O rei tinha um motivo oculto para rejeitar a mensagem do profeta. Ele já havia se tornado vassalo da Assíria ao enviar-lhes um enorme tributo (2 Reis 16:8). Muito provavelmente, ele fez isso devido à pressão exercida por Israel e pela Síria para que se unisse a eles contra a Assíria. Mas o rei é instruído em Isaías 7:4 a “ter cuidado”, a “manter a calma”, a não “ter medo” e a não “desanimar”. A razão é que Damasco e Samaria nem sequer representam uma ameaça real. Deus chega a chamá-las de “dois tocos de tições fumegantes”. Tudo o que elas têm é fanfarronice, mas nenhum poder.

Deus escolhe dar um sinal a Acaz mesmo assim — o sinal de Emanuel (Isaías 7:10-25)! Mais tarde, Mateus identifica esse sinal como totalmente cumprido em Cristo (Mateus 1:23). É esse sinal introdutório e outros a ele relacionados, conforme apresentado por meio de Isaías, que transformam todo o livro na maior prefiguração do Messias. Agora haverá não apenas cumprimentos imediatos da profecia divina, mas também a aplicação final e futura em Jesus Cristo.
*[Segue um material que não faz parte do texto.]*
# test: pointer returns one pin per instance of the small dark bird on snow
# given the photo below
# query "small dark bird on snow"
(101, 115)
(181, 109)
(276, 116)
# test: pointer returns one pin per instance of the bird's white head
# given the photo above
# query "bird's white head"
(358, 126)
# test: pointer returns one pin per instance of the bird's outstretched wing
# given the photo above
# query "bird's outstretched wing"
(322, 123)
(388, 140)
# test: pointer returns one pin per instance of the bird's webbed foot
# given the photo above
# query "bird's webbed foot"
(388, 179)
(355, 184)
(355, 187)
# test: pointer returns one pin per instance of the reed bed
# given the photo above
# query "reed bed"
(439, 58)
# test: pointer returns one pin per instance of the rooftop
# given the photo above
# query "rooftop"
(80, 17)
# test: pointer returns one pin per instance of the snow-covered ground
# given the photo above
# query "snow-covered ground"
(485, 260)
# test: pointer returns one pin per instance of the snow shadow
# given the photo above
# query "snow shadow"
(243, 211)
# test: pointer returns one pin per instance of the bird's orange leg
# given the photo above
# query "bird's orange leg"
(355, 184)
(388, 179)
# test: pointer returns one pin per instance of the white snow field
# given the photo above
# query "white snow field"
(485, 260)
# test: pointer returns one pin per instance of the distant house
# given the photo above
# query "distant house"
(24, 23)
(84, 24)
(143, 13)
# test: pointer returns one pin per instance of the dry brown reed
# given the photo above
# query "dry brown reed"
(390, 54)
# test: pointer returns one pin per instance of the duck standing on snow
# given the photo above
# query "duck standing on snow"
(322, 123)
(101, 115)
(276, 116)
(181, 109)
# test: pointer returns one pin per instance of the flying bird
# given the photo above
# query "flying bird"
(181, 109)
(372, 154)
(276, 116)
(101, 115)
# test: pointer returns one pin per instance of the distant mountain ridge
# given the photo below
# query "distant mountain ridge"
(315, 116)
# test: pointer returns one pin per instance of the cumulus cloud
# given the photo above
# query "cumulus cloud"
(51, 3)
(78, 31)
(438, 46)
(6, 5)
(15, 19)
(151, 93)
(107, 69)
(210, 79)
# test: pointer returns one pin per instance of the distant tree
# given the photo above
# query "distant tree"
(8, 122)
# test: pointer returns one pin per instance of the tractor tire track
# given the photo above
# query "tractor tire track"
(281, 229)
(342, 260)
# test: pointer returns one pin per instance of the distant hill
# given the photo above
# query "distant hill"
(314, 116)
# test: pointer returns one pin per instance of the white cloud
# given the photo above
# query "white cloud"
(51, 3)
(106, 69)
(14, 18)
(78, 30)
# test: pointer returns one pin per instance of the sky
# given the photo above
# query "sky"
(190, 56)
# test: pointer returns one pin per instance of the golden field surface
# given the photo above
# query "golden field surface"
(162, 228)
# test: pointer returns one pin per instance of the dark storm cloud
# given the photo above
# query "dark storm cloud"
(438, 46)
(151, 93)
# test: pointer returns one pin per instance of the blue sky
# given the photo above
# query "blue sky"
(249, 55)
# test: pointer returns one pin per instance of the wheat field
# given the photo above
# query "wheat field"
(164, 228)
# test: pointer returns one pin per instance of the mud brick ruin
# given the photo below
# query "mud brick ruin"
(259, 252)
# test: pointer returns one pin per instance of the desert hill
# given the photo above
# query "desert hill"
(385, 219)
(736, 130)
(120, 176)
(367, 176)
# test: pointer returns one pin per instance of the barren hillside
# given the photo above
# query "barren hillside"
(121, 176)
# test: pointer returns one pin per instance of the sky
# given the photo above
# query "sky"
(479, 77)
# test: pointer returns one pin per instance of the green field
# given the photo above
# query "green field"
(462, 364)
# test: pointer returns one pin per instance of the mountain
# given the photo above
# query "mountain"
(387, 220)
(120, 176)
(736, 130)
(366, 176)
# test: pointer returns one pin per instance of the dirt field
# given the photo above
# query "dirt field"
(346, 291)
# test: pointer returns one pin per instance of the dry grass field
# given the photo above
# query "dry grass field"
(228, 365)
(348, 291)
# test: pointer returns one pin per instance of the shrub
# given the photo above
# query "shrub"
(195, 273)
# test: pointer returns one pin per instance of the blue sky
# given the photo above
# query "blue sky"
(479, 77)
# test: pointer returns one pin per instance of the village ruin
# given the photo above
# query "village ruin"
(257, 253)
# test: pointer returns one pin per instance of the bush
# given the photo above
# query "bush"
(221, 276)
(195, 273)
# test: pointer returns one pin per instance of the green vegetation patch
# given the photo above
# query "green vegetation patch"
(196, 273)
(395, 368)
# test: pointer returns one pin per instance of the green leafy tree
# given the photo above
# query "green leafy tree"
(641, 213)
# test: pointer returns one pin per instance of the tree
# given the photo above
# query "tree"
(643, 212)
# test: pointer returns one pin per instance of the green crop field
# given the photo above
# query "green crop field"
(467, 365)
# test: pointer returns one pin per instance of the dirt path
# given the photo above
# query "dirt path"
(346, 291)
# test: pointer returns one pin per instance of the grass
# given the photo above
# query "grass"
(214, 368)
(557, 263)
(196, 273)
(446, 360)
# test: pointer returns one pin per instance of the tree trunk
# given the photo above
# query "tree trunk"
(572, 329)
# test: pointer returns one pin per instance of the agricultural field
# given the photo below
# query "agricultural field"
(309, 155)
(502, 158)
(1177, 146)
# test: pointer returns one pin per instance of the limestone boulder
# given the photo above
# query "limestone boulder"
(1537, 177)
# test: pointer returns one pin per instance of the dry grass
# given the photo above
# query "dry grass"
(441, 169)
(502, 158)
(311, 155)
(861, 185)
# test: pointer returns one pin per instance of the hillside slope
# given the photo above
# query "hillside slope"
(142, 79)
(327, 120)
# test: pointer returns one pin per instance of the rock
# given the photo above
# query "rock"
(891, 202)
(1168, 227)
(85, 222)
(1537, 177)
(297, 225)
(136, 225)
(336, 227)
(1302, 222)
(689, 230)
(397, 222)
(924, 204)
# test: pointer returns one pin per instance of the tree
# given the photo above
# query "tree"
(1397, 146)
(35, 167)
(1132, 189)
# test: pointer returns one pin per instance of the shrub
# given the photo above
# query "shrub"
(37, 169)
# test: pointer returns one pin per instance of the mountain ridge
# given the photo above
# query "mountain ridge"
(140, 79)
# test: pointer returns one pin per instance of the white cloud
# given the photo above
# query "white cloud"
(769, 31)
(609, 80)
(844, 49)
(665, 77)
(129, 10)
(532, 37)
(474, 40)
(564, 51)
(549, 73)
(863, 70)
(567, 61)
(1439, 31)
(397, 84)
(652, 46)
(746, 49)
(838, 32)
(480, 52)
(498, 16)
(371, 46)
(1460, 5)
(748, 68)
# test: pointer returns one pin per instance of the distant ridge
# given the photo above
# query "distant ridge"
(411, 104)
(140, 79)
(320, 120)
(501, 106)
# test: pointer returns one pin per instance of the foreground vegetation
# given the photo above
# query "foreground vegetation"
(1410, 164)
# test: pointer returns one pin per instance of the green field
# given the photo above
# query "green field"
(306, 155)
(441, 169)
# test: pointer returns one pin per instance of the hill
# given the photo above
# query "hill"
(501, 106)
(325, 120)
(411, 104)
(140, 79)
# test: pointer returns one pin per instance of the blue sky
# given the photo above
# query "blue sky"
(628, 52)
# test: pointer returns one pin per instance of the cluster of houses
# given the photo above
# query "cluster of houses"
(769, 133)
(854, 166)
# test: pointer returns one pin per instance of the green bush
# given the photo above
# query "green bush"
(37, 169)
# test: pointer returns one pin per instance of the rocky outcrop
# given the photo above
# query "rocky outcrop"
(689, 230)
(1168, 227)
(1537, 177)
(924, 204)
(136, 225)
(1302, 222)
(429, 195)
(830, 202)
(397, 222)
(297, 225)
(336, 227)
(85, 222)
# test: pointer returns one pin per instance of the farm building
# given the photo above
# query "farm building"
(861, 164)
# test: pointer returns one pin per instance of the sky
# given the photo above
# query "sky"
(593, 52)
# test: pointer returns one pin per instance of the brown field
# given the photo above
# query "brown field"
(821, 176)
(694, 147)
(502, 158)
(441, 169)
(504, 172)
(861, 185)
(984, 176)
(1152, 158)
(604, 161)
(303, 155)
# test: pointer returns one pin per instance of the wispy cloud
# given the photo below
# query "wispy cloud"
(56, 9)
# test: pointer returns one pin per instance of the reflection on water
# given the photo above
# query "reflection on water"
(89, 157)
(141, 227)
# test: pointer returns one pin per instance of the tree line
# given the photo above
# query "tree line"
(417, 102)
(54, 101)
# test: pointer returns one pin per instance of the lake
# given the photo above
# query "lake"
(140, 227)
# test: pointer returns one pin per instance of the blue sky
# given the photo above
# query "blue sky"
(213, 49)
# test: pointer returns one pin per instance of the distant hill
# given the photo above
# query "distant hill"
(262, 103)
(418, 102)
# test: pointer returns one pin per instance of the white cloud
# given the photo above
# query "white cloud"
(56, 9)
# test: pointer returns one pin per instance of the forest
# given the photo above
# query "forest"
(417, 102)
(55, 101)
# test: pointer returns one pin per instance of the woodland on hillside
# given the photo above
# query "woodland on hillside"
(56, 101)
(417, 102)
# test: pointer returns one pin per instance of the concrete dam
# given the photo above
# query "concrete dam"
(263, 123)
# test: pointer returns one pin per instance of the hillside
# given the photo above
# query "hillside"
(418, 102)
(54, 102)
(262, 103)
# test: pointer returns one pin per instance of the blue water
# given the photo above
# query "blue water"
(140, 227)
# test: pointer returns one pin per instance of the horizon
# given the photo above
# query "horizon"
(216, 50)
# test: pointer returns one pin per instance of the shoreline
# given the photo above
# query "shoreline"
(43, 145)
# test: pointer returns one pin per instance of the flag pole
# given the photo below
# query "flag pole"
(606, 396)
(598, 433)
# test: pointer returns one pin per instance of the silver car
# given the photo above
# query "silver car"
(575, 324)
Isaías 9:6-7 tornou-se uma das profecias mais conhecidas sobre o Messias. Embora Ele venha como uma criança em circunstâncias humildes, Ele quebrará o jugo que pesa sobre o povo de Deus sem se tornar um tirano. Nele se verá a plenitude de Deus, a própria imagem do Pai entre nós!

Estudando a Palavra

  1. Em Isaías 7, o rei Acaz confiava em sua aliança secreta com a poderosa Assíria para resistir às forças combinadas de Israel e da Síria. Em Isaías 7:17 e 21, Deus o adverte de que aquilo em que o rei confiou se voltará contra ele. Discuta como podemos aplicar esse mesmo princípio aos tempos modernos.
  2. Que instruções específicas o Senhor deu pessoalmente a Isaías a respeito dessas advertências proféticas? (Isaías 8:11-17)
  3. O que acontece quando as pessoas se recusam a confiar e obedecer a Deus? (Isaías 8:19-22; Deuteronômio 32:5-6, 19-35)
  4. Existe alguma maneira de conhecer os benefícios de "Deus conosco", sem permitir que o Menino-Rei de Isaías 9:6-7 assuma o governo de nossas vidas? (João 14:6; João 7:37-38; João 3:16-21)
  5. Que encorajamento Deus dá ao remanescente sobrevivente que será restaurado após o julgamento purificador de Deus ter caído sobre Judá? (Isaías 10:24-34)
  6. Quais qualidades caracterizarão o reinado do Messias? (Isaías 11:1-5; Jeremias 23:5-6)
  7. Qual é a resposta natural dos redimidos à provisão milagrosa da salvação por meio de Cristo? (Isaías 12:4-6; Mateus 28:18-20; Marcos 16:15-16) Quão bem a igreja hoje está cumprindo essa obra de evangelização alegre? Há espaço para melhorias pessoais ou coletivas? Que mudanças faremos agora para levar o evangelho ao mundo?